Researchers diving deeper thanks to generous funding
A Victoria University of Wellington research team will be among the first in New Zealand to use a state-of-the-art underwater vehicle, thanks to support from the George Mason Charitable Trust.
Dr George Mason recently funded Victoria’s marine ecology team to use the remotely operated technology, which is similar to an underwater drone, to explore the biodiversity of sponge gardens at the Paraninihi Marine Reserve in Taranaki.
Access to the technology means the researchers can explore sponge ecology that is beyond the range of divers.
The funding supports student Ben Harris, who has come from the United Kingdom to study for a PhD at Victoria in this research area. He’s investigating how these reefs function compared with shallow water sponge groups elsewhere and deeper water sponge groups in the Taranaki region.
Ben recently met with Dr Mason on his first trip to Taranaki.
“Our vision is that this research will support the need for the existing marine protected areas in Taranaki and even provide a case for extending their reach,” says Ben.
“This work will be of national relevance to marine management and conservation. And, as the links between shallow and deeper water sponges have not been considered anywhere in the world, the results will also have international significance.”
Associate Professor James Bell from Victoria’s School of Biological Sciences says New Zealand has more than 800 species of native marine sponges, but scientists currently know very little about them and most are not even named.

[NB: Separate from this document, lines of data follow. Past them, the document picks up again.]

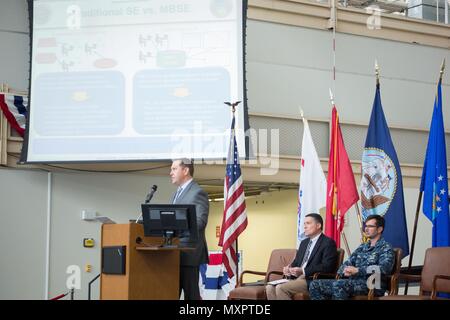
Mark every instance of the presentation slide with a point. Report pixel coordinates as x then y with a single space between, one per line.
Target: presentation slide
124 80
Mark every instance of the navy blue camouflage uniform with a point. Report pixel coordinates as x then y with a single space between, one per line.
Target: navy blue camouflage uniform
365 255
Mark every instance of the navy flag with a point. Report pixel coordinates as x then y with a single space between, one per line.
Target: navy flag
434 178
381 179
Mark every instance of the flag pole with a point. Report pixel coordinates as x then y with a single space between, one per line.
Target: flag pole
233 110
358 214
419 202
347 248
377 72
411 254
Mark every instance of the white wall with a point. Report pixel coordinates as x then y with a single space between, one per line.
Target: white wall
290 67
24 232
14 37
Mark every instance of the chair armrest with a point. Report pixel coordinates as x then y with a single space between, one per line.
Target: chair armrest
393 285
409 277
259 273
271 273
324 275
435 279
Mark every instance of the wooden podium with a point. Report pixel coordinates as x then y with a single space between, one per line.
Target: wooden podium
149 273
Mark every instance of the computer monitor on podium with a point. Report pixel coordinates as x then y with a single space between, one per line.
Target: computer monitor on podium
171 221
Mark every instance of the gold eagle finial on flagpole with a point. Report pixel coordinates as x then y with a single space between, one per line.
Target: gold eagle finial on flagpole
442 70
377 72
233 105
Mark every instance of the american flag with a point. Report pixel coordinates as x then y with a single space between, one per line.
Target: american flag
235 213
15 110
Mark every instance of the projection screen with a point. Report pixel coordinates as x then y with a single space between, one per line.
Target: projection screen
136 80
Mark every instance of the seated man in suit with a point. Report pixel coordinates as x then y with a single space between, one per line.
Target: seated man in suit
317 253
376 253
189 192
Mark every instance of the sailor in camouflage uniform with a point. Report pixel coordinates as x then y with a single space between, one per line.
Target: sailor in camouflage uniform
376 252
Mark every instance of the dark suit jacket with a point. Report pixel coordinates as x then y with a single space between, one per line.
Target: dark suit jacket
193 194
323 258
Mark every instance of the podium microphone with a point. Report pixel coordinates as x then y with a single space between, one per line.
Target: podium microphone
151 193
148 198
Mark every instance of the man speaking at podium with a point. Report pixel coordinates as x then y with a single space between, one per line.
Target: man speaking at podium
189 192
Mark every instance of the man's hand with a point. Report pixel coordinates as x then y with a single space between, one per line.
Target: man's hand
350 271
296 271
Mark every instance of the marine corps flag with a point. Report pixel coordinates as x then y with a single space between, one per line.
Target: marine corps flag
341 187
381 179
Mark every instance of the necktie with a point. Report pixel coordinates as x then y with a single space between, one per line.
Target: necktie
177 194
306 256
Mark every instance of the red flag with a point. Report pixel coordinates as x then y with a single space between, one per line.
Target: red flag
341 187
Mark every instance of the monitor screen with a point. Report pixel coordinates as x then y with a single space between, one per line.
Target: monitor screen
169 221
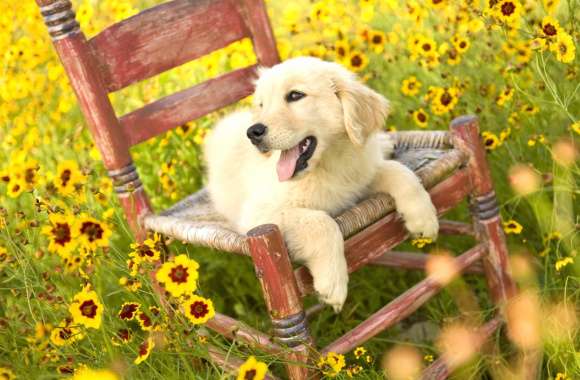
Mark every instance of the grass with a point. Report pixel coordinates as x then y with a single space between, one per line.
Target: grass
529 138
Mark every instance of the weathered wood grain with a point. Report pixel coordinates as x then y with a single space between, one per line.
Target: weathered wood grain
189 104
164 37
400 307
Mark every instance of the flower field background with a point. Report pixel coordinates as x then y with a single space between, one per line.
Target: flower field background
76 297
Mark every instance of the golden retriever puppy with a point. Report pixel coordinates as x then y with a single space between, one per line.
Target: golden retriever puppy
309 148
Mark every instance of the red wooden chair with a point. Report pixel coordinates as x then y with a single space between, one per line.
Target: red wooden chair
451 164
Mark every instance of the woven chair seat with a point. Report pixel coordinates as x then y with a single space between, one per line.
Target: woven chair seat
193 220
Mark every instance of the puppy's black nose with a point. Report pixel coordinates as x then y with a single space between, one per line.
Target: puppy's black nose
256 132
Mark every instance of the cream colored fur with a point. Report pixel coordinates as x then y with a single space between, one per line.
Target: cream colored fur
348 164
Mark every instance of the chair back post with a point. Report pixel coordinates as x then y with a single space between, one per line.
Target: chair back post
258 22
485 210
79 64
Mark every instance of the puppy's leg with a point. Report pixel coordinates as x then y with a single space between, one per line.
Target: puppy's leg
314 238
411 198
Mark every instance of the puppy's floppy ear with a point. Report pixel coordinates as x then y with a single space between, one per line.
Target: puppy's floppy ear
364 110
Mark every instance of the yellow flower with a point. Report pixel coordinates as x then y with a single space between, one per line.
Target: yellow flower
65 334
252 370
411 86
563 262
508 11
549 27
420 117
512 227
86 309
6 374
421 242
331 364
179 275
61 234
92 234
357 61
68 177
128 310
144 350
359 351
95 374
198 309
564 48
490 140
377 40
444 100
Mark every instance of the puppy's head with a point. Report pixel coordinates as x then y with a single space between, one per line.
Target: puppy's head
304 105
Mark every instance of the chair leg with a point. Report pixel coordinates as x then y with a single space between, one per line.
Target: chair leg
274 271
485 210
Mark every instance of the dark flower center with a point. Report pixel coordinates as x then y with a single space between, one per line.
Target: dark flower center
61 232
128 311
65 177
446 98
250 375
94 231
549 30
179 274
198 309
89 309
508 9
356 61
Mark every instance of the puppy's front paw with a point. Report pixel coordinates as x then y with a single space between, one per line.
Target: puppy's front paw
332 287
421 220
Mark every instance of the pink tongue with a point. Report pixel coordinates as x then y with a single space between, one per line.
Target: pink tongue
287 163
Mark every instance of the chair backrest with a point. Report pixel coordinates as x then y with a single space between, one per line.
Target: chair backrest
142 46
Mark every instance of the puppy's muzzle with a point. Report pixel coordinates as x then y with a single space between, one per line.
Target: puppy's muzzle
256 133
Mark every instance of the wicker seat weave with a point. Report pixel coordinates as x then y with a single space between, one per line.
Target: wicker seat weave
193 220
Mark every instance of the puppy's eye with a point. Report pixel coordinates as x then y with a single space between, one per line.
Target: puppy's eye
294 96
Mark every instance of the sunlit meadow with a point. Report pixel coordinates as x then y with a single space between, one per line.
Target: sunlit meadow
75 290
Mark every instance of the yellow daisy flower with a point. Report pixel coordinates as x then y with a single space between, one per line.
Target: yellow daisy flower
331 364
6 374
357 61
86 309
410 86
490 140
61 234
179 276
198 309
68 177
144 350
252 370
564 48
420 118
512 227
93 374
65 334
92 234
129 310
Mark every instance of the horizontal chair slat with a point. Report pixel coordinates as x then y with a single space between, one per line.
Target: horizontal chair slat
390 231
164 37
189 104
400 307
414 260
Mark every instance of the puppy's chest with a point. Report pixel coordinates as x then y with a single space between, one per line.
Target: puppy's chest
332 195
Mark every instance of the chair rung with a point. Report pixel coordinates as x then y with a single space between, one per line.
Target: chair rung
234 329
441 368
451 227
400 307
414 260
228 361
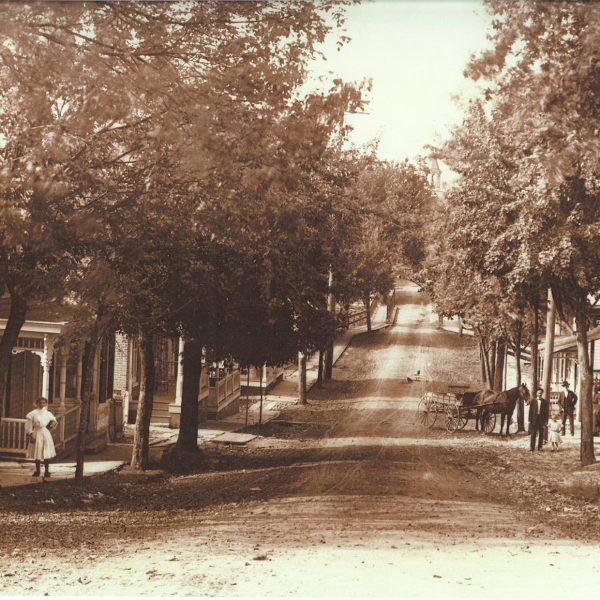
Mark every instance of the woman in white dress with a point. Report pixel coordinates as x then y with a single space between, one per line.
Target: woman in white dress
41 445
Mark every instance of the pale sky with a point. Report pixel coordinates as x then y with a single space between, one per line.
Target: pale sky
415 53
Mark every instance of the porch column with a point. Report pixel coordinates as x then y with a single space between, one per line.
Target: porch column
179 381
63 377
78 377
175 407
46 364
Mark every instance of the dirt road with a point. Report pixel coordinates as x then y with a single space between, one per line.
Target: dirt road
350 498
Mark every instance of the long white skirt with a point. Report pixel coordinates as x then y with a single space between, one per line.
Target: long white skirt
42 447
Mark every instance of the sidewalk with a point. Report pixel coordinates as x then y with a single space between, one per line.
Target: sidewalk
228 430
20 472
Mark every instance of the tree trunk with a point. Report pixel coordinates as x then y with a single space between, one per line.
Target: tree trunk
247 395
16 318
520 402
492 364
328 362
319 382
585 389
187 440
328 358
141 436
534 350
484 378
549 345
302 377
499 365
89 352
486 362
260 387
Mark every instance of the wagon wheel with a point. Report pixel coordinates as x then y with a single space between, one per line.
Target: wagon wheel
487 421
453 420
425 415
463 419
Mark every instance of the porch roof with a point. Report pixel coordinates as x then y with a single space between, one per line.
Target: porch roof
567 343
48 317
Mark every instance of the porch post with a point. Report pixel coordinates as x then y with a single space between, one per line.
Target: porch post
175 407
78 377
63 377
46 364
179 381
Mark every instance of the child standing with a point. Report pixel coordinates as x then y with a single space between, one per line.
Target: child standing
554 428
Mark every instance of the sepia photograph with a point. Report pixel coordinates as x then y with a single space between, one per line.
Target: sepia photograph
300 299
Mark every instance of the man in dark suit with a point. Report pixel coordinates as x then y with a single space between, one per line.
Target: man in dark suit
538 416
567 401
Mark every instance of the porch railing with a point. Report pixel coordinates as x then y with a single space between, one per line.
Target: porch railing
14 441
12 436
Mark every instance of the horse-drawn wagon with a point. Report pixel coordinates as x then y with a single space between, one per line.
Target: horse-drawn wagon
458 403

“The remotely operated vehicle will enable us to go further to explore depths that have previously been out of our reach, allowing us to share more information with the community about what can be found in New Zealand’s marine environment, and in particular, the vast species of sponges.

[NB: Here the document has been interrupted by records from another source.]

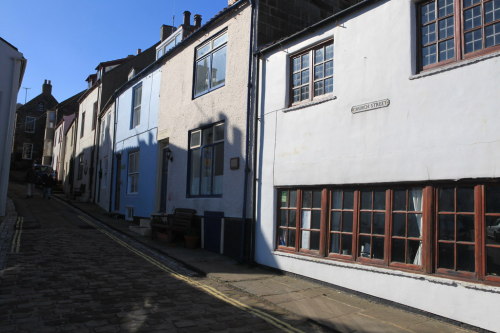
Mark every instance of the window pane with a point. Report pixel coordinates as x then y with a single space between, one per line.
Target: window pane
283 216
364 246
414 253
282 239
347 221
206 171
465 200
472 18
346 244
292 221
305 77
202 75
296 80
445 7
319 55
195 139
493 230
379 200
446 227
428 12
329 68
219 67
195 172
415 225
315 240
399 200
446 50
366 199
492 33
203 50
304 93
465 228
307 199
473 41
446 200
317 199
291 237
337 199
465 258
429 55
329 85
379 223
429 34
305 60
293 198
348 199
319 88
318 72
316 219
398 250
378 248
365 222
329 52
446 256
446 28
218 168
415 200
491 11
399 225
336 221
493 261
220 40
296 64
219 132
335 243
207 136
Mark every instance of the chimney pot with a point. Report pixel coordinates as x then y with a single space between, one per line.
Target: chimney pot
187 18
197 20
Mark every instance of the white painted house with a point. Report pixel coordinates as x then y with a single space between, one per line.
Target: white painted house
12 66
379 133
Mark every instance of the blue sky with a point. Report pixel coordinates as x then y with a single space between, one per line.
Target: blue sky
64 40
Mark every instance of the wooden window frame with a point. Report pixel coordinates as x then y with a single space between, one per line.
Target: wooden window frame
458 34
311 52
429 234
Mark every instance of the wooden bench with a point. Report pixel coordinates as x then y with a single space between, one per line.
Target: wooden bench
179 222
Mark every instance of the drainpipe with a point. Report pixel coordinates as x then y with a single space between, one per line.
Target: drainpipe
112 175
251 116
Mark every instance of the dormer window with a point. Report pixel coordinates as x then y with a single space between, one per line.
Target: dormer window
131 74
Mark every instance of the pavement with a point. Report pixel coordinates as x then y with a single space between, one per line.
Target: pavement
330 308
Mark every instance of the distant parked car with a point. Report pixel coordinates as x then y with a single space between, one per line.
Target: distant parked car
40 170
493 231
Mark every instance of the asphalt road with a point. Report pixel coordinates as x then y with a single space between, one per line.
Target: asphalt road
67 273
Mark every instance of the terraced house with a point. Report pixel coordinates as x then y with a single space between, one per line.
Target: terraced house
379 151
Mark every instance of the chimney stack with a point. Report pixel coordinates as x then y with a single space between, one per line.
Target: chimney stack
187 18
47 87
165 31
197 21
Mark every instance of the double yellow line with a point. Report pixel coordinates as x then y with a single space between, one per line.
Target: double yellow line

“Thanks to the philanthropic support of the George Mason Trust, this project will be the first of its kind in New Zealand and will enable students at Victoria to lead exciting cutting-edge research to inform marine management using state-of-the-art technology.”
Since 2002, the George Mason Charitable Trust has supported postgraduate students who have links to Taranaki or who are researching Taranaki’s natural history, says Emma Lewis from Victoria’s Development Office.
“Dr Mason is committed to providing more opportunities for young people to realise their potential. Through the George Mason Trust, he has contributed significantly to protecting New Zealand’s environment for future generations to enjoy. This wonderful commitment will enhance Victoria’s research capability, helping us to ensure that local communities benefit from our research. This is a very valuable gift to our students, the University and New Zealand.”